As the pandemic lingers and student debt rises, many colleges and universities continue to struggle.
Bryan Alexander
Futurist and Georgetown University Senior Scholar
The numbers tell the story. Fewer students are taking classes, and that trend will likely continue.
“For the past year, we’ve had a sharp downturn in undergraduate enrollment,” explained internationally known futurist and Georgetown University senior scholar Bryan Alexander. “Undergraduate enrollment went down something like 4 percent last fall and 4 percent this spring.
“People didn’t want to go to face-to-face instruction because they were afraid of infection. People also didn’t want to go to campuses if they thought the experience would be substandard. I think they also had negative thoughts about online education.”
Alexander says sagging enrollment rates come as no surprise.
“We have people who got sick or were infected, and frightened by that, but we also had the terrible economic crash last spring, and it’s taken a while to recover,” he said. “You have people who might choose not to go to classes to stay at home and take care of an ailing family member, or go to work to make money. But the past year is just a sharper enrollment drop compared to what’s been going on for the past decade.

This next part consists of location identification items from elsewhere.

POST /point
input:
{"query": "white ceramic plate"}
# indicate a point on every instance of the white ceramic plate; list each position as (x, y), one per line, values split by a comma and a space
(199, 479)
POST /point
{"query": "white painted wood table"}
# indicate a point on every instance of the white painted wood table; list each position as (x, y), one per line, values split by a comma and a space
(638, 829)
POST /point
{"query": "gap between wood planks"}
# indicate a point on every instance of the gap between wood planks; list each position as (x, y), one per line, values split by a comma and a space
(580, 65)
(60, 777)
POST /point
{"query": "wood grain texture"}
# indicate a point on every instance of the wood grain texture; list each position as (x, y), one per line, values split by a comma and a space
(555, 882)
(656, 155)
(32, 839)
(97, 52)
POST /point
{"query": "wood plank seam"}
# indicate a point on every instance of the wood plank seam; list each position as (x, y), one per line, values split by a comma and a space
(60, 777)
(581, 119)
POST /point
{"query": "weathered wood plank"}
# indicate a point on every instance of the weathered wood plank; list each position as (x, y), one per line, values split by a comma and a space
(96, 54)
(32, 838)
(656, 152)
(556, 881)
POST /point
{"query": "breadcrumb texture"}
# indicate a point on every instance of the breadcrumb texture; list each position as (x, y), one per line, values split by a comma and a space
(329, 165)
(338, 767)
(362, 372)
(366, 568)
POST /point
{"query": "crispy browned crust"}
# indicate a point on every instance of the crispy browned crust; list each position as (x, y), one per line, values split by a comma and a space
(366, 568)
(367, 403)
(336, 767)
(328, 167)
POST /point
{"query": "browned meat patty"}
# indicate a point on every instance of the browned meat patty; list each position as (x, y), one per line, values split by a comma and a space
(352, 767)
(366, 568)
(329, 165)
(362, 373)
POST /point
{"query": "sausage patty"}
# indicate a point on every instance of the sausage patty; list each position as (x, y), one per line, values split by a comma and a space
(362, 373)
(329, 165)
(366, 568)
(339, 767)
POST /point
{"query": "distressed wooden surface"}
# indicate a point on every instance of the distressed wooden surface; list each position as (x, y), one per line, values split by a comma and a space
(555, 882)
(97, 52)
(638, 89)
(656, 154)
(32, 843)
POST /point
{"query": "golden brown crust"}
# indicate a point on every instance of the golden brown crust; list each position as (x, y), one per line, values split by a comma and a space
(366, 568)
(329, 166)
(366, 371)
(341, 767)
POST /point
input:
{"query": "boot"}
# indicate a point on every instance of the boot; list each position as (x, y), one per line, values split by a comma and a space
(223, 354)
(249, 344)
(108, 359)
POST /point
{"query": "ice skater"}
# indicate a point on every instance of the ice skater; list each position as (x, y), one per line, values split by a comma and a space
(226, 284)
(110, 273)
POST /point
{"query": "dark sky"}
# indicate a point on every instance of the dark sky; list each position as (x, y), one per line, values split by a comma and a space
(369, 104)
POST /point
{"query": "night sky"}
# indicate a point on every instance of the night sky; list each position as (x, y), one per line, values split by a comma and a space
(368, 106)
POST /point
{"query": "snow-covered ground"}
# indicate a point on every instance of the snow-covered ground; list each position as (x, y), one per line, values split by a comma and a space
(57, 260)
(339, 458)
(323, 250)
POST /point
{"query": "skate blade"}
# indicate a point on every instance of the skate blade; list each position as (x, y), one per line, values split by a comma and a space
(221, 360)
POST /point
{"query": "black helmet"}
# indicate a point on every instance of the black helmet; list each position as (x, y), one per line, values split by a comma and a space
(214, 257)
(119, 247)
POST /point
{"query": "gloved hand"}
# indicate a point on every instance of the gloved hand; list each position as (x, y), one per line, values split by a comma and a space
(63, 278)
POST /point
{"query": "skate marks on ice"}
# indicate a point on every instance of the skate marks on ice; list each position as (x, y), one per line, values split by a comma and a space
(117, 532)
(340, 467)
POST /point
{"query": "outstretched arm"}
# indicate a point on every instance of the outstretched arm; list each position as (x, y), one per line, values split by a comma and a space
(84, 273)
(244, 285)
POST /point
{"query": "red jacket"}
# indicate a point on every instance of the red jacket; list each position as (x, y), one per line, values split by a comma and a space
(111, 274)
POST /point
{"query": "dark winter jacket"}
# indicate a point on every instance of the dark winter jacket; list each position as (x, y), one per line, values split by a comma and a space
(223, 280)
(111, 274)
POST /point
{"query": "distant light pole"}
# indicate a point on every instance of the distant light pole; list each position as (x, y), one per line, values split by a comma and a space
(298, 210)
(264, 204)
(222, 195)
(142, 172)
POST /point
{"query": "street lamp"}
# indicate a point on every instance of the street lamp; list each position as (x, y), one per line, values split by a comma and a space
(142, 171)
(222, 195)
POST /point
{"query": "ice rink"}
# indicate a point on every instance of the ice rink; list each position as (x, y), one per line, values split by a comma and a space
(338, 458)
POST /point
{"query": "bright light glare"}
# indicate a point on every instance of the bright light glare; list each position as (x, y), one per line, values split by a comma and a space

“In fact, 2012 is when enrollment peaked, and it’s gone down every semester since. One reason is the for-profit higher ed sector really grew from 2,000 to about 2012, and then that bubble burst pretty hard.”
Discouraging news
According to Alexander, the for-profit sector was dealt a blow by regulations enforced during President Obama’s second term.

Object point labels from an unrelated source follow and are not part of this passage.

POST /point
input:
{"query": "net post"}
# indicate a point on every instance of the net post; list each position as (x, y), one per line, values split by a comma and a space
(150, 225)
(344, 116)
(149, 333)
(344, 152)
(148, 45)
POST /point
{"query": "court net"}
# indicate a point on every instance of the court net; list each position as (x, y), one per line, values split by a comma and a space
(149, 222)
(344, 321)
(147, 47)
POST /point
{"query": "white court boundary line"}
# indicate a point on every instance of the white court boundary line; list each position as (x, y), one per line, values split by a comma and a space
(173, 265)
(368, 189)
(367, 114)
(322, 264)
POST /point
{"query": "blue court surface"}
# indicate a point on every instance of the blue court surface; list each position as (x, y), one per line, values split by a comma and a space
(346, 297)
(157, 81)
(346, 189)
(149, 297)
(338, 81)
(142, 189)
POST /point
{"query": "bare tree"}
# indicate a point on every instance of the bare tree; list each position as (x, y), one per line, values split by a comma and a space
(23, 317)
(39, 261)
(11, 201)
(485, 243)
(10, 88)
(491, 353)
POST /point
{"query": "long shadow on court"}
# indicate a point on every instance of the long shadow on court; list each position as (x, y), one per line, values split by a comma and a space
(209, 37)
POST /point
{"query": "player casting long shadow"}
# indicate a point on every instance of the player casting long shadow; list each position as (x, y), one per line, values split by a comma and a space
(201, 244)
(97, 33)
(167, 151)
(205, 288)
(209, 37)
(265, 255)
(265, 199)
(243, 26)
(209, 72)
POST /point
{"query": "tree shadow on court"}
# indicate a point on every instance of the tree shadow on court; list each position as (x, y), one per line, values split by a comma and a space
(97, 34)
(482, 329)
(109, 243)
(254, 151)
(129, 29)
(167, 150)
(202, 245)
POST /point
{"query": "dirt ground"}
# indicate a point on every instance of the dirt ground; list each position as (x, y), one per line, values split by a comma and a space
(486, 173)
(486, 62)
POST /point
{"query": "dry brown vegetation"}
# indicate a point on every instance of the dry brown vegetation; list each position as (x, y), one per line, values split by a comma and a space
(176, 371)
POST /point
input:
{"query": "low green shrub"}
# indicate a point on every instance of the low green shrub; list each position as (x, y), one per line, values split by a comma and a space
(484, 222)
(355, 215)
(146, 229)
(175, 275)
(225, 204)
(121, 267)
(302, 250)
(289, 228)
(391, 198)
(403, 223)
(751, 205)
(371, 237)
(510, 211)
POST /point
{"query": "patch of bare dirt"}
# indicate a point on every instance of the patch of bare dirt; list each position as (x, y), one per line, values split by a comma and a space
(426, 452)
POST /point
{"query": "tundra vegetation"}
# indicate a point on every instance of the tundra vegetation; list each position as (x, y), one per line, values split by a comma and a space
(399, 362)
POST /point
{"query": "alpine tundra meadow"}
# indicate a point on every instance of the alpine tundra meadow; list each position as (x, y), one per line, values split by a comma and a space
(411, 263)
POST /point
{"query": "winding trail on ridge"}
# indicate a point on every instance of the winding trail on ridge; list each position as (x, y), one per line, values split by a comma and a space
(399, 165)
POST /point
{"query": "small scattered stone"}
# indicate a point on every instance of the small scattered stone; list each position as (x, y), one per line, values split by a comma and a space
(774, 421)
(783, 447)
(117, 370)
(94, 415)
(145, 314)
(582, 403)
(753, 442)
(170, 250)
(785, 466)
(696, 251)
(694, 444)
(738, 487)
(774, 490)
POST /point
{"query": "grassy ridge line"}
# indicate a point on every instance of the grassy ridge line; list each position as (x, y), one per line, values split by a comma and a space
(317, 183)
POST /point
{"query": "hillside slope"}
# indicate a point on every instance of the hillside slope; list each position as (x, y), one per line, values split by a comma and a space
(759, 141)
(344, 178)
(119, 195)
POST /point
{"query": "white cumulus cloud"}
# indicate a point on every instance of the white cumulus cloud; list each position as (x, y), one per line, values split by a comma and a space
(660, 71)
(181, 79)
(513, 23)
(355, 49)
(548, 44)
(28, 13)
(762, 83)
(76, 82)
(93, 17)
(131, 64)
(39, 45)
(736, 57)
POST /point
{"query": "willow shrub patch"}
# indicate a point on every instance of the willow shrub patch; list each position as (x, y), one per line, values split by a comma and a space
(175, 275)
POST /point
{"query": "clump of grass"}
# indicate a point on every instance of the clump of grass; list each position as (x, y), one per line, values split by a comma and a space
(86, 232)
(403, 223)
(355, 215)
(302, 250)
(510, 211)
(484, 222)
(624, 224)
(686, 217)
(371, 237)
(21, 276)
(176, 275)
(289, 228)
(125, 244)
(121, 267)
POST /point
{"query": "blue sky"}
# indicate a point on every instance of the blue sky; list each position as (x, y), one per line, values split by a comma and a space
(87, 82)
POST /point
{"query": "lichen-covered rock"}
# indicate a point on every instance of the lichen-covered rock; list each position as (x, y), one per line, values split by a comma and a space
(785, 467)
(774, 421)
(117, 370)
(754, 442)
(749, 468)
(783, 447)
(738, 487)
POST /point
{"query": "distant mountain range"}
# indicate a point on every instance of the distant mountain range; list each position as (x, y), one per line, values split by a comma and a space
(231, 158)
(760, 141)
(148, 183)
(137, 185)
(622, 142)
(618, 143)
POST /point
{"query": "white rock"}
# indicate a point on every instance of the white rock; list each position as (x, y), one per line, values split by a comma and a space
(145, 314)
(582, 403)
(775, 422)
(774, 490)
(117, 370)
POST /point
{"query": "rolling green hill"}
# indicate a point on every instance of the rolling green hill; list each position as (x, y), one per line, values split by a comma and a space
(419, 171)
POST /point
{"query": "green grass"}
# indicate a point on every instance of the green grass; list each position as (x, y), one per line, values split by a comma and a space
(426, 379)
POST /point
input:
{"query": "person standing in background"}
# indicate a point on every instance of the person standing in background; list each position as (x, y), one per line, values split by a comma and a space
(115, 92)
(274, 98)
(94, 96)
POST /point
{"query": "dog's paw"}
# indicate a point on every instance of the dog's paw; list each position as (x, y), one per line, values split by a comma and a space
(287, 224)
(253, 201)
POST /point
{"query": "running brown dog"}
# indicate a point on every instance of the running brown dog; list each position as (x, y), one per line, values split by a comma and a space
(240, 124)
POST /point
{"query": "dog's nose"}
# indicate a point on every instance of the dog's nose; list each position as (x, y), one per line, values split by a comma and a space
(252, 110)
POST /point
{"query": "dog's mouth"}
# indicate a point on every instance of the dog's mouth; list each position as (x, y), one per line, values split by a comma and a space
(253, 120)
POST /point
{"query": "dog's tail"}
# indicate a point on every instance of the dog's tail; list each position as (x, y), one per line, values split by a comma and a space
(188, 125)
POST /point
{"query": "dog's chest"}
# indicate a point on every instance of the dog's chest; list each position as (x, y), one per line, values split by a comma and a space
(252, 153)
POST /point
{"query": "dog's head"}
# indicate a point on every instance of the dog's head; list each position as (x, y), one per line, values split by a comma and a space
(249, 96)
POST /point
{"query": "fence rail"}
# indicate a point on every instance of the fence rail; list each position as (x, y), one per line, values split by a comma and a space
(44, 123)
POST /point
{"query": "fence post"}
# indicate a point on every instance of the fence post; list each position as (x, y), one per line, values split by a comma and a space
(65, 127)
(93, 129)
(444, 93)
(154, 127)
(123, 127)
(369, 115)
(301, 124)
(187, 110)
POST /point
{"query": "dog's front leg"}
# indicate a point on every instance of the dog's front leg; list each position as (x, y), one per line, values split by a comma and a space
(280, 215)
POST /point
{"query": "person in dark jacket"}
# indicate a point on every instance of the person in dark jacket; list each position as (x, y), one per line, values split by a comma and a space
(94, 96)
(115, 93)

“Plus, I think we have real anxiety over student debt,” he said. “There’s a lot of fear about it, and there’s a drop in higher education’s reputation.”
Alexander believes things will get worse for higher education, based on what happened in 2008.
“We had the horrendous financial crisis, and we know a lot of people decided not to have kids that year,” he said. “If you do the math, in a few years we’re going to see a huge drop in the number of 18-year-olds, and that drop will narrow the pipeline for traditional-aged college students.”
Reversing the trend
“We have to do a better job explaining what we do to win back our reputation,” said Alexander, who believes schools must take steps to support public intellectuals.
Ringing in student debt and determining a cost structure to make it more palatable is also essential.
“We should also try to make higher education more attractive to would-be students by offering more degrees that seem compelling and exciting, and also be better at teaching online.”
Online testing is one sticky issue.
“There are software solutions for cheating,” Alexander said, “but the problem is they make mistakes, and there are crazy privacy violations.”
Confronting challenges
How schools respond to COVID-19 moving forward cannot be overstated.
“In the United States, the Delta wave may have plateaued,” Alexander said. “On the other hand, we have winter coming up, which will cram people together, and we have a strain of variants.”
Mindful of students’ financial concerns, making more content free by adopting open-access policies should also be addressed by universities.
What’s ahead
Alexander says instructors seem more committed than ever to their chosen profession, but he stresses, “We have to get used to teaching more and more adults, and that’s not easy to do. A lot of institutions are laser-focused on 18-year-olds.
“Also, we have the greatest crisis facing the human race right now, which is climate change. We have to confront what this means for academia. Does all research focus on climate change? How should we teach this?”
Alexander also points to advances in technology and the role universities play.
“How do we respond to robotics? How do we incorporate artificial intelligence?” Alexander pondered. “I like to think that as humanity grapples with this, higher education is a great resource to help people think it through.”